Under a revised process from the Transportation Security Administration (TSA), mariners and others required to obtain a Transportation Worker Identification Credential (TWIC) should be able to obtain the card with one visit rather than two.

In response to TWIC holders’ complaints, the TSA launched the OneVisit program nationwide in July 2014.

Under the old rules, a TWIC holder had to appear in person at an enrollment center to apply or renew the credential. Under the new process, a mariner can apply for a TWIC at an enrollment center and opt to receive the credential by mail.

“OneVisit eliminates the need for TWIC applicants across the country to make a second visit to a TWIC enrollment center to pick up the credential,” said Lorie Dankers, a TSA spokeswoman.

Depending on where they live and work, some mariners have had to travel up to 500 miles one way to reach a TWIC enrollment center, said Brian Vahey, government affairs manager for American Waterways Operators (AWO).

“This is great news for not just maritime workers but millions of workers across the country who are now in a situation where it’s not quite as burdensome to go through the process of getting their TWIC,” Vahey said.

Since the introduction of One-Visit, approximately 65 percent of TWIC applicants have elected to have the credential mailed to them, according to the TSA. 

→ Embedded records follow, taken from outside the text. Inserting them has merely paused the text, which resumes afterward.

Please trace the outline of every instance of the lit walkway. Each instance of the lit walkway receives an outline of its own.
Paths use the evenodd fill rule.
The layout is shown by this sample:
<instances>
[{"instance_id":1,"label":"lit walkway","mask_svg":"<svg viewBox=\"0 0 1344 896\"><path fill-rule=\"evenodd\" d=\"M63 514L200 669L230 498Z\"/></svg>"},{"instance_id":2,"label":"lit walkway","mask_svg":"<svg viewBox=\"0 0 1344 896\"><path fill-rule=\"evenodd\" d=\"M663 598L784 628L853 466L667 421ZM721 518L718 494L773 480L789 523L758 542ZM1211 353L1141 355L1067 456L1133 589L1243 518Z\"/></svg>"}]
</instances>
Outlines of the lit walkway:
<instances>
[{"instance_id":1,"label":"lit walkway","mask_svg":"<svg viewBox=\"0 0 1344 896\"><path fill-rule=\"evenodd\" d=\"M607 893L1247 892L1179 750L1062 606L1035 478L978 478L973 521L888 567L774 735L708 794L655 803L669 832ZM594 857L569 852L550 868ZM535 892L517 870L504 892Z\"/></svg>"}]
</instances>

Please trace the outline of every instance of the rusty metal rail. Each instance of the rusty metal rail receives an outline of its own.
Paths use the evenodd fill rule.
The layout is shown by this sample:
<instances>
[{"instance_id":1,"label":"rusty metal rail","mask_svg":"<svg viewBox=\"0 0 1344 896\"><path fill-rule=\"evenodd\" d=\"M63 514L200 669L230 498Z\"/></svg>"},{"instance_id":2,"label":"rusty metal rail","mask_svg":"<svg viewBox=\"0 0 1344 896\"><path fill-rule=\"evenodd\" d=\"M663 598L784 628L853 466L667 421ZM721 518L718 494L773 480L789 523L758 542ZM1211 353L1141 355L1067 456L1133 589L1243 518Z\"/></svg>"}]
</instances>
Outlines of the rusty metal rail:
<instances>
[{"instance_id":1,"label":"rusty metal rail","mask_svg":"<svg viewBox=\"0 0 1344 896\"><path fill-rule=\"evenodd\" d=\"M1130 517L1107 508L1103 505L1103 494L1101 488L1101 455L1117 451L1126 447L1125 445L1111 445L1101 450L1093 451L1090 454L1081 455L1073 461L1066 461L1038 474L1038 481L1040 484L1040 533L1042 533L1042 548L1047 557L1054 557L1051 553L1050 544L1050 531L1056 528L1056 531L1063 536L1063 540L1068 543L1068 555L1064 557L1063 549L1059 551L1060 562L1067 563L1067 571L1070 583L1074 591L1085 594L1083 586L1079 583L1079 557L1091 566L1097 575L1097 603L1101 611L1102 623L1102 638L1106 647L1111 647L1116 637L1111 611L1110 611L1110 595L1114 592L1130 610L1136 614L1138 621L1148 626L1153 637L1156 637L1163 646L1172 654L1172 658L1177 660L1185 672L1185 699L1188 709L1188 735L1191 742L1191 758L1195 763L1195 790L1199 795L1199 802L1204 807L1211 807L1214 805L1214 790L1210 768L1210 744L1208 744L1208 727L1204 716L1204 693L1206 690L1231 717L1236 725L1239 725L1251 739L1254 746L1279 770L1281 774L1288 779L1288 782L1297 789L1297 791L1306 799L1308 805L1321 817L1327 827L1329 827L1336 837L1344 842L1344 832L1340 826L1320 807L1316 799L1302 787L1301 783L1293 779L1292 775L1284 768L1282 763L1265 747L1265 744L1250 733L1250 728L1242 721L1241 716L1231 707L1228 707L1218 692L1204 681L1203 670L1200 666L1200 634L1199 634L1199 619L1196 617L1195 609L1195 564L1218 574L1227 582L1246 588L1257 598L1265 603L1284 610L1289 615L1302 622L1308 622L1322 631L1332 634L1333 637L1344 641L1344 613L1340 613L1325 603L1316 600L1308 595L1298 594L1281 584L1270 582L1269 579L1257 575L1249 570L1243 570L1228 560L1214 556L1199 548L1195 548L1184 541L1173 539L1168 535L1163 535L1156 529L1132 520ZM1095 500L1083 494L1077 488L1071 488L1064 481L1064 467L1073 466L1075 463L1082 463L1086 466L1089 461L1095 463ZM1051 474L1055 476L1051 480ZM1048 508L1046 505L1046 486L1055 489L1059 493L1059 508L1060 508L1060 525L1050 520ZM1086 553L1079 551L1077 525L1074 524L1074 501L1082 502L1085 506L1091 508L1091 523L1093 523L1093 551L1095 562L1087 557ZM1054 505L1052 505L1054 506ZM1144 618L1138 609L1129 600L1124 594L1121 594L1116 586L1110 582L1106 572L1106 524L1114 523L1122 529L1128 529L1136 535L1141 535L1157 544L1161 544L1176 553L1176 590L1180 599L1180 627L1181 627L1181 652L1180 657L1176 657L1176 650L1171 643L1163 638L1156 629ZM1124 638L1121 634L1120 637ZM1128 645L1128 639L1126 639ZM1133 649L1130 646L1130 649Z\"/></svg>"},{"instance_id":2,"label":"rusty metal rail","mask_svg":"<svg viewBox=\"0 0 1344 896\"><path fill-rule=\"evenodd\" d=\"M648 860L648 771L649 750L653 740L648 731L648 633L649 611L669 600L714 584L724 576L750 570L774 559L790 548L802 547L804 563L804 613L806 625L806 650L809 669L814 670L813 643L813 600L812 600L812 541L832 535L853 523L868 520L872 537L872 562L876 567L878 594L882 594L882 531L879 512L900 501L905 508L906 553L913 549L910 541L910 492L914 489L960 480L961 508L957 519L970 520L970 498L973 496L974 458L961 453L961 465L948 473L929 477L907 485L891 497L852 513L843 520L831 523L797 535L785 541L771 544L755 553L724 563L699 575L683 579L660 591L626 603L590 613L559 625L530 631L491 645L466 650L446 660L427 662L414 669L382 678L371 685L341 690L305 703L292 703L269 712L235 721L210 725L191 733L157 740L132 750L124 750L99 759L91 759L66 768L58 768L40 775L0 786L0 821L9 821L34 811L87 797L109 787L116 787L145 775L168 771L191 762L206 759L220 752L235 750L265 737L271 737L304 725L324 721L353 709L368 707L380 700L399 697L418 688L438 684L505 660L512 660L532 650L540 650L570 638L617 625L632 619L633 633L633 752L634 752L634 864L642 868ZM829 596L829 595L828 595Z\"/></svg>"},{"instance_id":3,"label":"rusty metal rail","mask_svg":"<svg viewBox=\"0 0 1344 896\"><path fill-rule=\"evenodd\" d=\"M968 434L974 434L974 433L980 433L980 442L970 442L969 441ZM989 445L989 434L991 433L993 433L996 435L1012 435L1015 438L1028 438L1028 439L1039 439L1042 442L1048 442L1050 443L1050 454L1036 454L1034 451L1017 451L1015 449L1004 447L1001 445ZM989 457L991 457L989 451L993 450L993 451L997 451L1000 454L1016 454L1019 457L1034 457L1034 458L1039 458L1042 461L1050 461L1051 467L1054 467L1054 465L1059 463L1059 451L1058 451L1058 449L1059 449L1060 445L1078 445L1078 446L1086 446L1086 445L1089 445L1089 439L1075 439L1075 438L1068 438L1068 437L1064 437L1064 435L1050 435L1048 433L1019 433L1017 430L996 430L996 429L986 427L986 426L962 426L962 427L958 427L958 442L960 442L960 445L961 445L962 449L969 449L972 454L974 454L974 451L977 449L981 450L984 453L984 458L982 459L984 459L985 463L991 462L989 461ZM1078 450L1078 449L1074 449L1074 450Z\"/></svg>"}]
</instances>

Industry leaders applauded the implementation of OneVisit, which was the result of a five-year grassroots and bipartisan congressional effort in response to transportation workers’ dissatisfaction with the process.
“The road to achieving One-Visit has been a long one, but the result is improved public policy that retains high standards of security while reducing burdens on American transportation workers,” Tom Allegretti, AWO’s president and chief executive, said in a news release. “Our members and our champions refused to give up, because this program addresses a serious stumbling block for men and women seeking employment in the maritime sector.”

TWIC cards, either new or for renewed enrollments, are mailed directly to the applicant’s home. Replacements for lost, stolen or damaged cards can be mailed as well.

The new program also applies to extended expiration date (EED) TWICs. The EED program is available through Dec. 31, 2014, to help TWIC holders extend the life of their documents. The cost for a three-year replacement EED TWIC is $60, compared to the standard fee of $129.75.
U.S. citizens or U.S. nationals who hold TWICs that will expire on or before Dec. 31, 2014, can apply for the extension.

TWIC holders who are not U.S. citizens or U.S. nationals, or who are eligible but do not wish to use the three-year renewal option, can apply for the standard five-year renewal.

When the three-year EED TWIC expires, all TWIC holders will be required to enroll for a standard five-year TWIC, Dankers noted.

Dankers said when the card is mailed to the applicant, it will be activated and ready to use. A mailer with the card’s preset personal identification number (PIN) will be sent separately. However, a change in PIN requires an in-person visit to an enrollment center.

If an applicant elects to pick up the TWIC at an enrollment center, then he or she can select a PIN.

Because of the burden some workers face in traveling to distant enrollment centers, Alaska was selected for an initial pilot project in June 2013. In December 2013, five enrollment centers in northern Michigan were added to the pilot.

The pilots enabled TSA to review operational, security, communication and customer service elements of OneVisit as part of its implementation plan, Dankers said.

TSA fully deployed OneVisit on July 25, 2014. According to the TSA, since October 2007, 3,063,319 applicants have enrolled. There are 1,944,130 active TWICs.